Kneehigh has evolved in the years since, but its signature style is best associated with Emma Rice. She joined the company as an actor in 2000, and soon took the helm. “With Emma, every story became personal,” says Shepherd, “Find a connection and the story comes to you.” Even two years after heading off to Shakespeare’s Globe (albeit temporarily), Rice still crops up in conversation unprompted at Gorran Haven all the time. But Kneehigh has moved on, stylistically. Dead Dog in a Suitcase, its spin on The Beggar’s Opera, had an extra edge; a little less cute, a lot more angry. Less Rice, more Shepherd. The Tin Drum follows suit. “It comes from a real desire to do stuff that’s contemporary and political,” Shepherd stresses.
Grass’s novel is a modern classic; an allegory for 20th-century horrors. Its three-year-old hero, Oskar, opts to stop growing – a rejection of adulthood in the face of fascism – and resists the Nazis by banging on his toy drum. “It’s like a forest of all sorts,” says adaptor Grose. “Biography, history, magical realism, folk tale.” This ragbag suits Kneehigh well, and its politics seem increasingly pressing.

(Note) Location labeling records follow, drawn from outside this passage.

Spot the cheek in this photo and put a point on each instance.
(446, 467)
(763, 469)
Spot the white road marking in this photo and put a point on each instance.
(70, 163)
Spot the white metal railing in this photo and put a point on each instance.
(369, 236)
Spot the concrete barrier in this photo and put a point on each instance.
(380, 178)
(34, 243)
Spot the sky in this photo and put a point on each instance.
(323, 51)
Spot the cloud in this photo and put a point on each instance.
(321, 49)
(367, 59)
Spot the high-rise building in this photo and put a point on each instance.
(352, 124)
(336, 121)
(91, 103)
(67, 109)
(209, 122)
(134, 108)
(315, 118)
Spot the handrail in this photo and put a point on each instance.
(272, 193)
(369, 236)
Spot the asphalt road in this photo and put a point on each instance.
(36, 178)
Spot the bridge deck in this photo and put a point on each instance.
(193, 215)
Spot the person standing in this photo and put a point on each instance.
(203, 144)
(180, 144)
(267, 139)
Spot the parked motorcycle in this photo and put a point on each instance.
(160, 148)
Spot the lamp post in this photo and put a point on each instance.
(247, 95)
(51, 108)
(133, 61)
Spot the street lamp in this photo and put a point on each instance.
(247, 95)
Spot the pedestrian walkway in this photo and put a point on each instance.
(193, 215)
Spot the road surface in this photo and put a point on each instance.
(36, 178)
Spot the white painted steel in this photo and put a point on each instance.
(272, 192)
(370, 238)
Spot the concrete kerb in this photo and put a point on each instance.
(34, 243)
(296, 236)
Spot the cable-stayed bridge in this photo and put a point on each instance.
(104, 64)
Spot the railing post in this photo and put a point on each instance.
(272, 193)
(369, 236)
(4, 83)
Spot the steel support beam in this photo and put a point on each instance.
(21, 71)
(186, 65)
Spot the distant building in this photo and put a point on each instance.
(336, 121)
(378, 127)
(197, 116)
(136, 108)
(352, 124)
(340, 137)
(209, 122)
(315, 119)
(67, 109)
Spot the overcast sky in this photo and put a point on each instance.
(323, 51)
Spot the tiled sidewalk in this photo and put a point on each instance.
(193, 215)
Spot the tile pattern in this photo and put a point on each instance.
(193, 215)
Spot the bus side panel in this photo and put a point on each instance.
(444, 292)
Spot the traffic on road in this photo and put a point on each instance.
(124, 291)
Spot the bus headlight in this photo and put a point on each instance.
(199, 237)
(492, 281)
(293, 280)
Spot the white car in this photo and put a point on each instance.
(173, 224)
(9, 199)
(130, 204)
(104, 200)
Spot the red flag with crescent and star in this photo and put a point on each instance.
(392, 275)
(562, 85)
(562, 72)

What it does have, undoubtedly, is a sense of theatre. Oskar will be played by a puppet with deep black beads for eyes, and his drum will generate more than a biscuit-tin beat. Instead, composer Charles Hazlewood has turned to drum-pad technology. “In the book, the drumming exists in your imagination,” he says, “You hear whole symphonies, breakbeat, sleazy ska, drum and bass – whatever you want.”

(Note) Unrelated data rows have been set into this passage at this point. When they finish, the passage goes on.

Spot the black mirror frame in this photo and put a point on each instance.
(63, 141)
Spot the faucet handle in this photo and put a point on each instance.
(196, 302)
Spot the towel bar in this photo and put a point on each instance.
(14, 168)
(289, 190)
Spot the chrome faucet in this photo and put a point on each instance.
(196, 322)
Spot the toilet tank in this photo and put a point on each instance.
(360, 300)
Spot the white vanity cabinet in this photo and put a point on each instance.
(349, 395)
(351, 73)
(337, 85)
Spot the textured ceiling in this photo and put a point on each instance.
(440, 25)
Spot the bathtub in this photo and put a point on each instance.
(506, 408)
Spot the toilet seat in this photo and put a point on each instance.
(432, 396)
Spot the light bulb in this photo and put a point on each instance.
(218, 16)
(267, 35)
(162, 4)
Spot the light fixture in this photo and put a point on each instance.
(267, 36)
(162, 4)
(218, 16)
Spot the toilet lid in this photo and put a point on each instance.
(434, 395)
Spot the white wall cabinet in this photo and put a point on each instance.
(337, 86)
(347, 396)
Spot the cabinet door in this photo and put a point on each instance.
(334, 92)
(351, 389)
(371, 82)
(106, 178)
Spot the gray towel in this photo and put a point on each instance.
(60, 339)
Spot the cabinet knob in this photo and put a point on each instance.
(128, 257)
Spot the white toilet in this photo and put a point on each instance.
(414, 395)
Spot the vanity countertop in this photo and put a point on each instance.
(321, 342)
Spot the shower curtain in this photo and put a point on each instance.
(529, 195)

In the rehearsal room, expansive beats burst out alongside the action. Actors try to keep up, singing along, as Shepherd pushes them to toy with the material. Try it like this, he suggests; show me that. “Don’t analyse. Don’t ask why.” Hazlewood reckons his philosophy is rare: “So often in theatre, there’s an atmosphere of faint coercion – damaged egos being territorial. What Mike promotes is an atmosphere where anything goes.”
Shepherd doesn’t buy the clean, concentrated vibe of most rehearsal rooms, particularly those with “barricades of laptops”, nor the idea that creativity runs by the clock. “It breeds fear,” he says. Instead, he seeks inspiration in that clutter. Actors dash off to make costumes. They’re sent to create small shrines to their characters with whatever they can lay their hands on. “Day one, we’re starting to use costume, props, mock-ups of the set,” he explains, “We’re using dance, text, puppetry, music – all of it – like a big dressing-up kit.”
The clutter has an another purpose. It instils a sense of history and, with it, identity. Old shows feed into new ones, as costumes and props get recycled. Someone grabs something and, all of a sudden, it has a new lease of life in a whole other show. It’s one of the reasons Kneehigh has such a distinctive style. It feeds off itself more than taking inspiration from others.
Remoteness plays a part in that too – no distractions, no diversions. “It’s slightly unfortunate that the mobile phone signal’s improved,” says Hazlewood, “It used to be dreadful. You had to go off to the top of the car park just to get one bar.”
As evening falls and drinks come out, Shepherd sums it all up. “Me and Emma always used to call Kneehigh The Church of the Lost Cause. I’m not religious but, in a sense, I think theatre can replace the church. You just have to remind people that they love it. They love stories, they love playing, they love being entertained.” Kneehigh’s not a cult or a commune, but a congregation. “It makes sense of the world, performing.”
- The Tin Drum is at the Liverpool Everyman, 28 September-14 October. Then touring.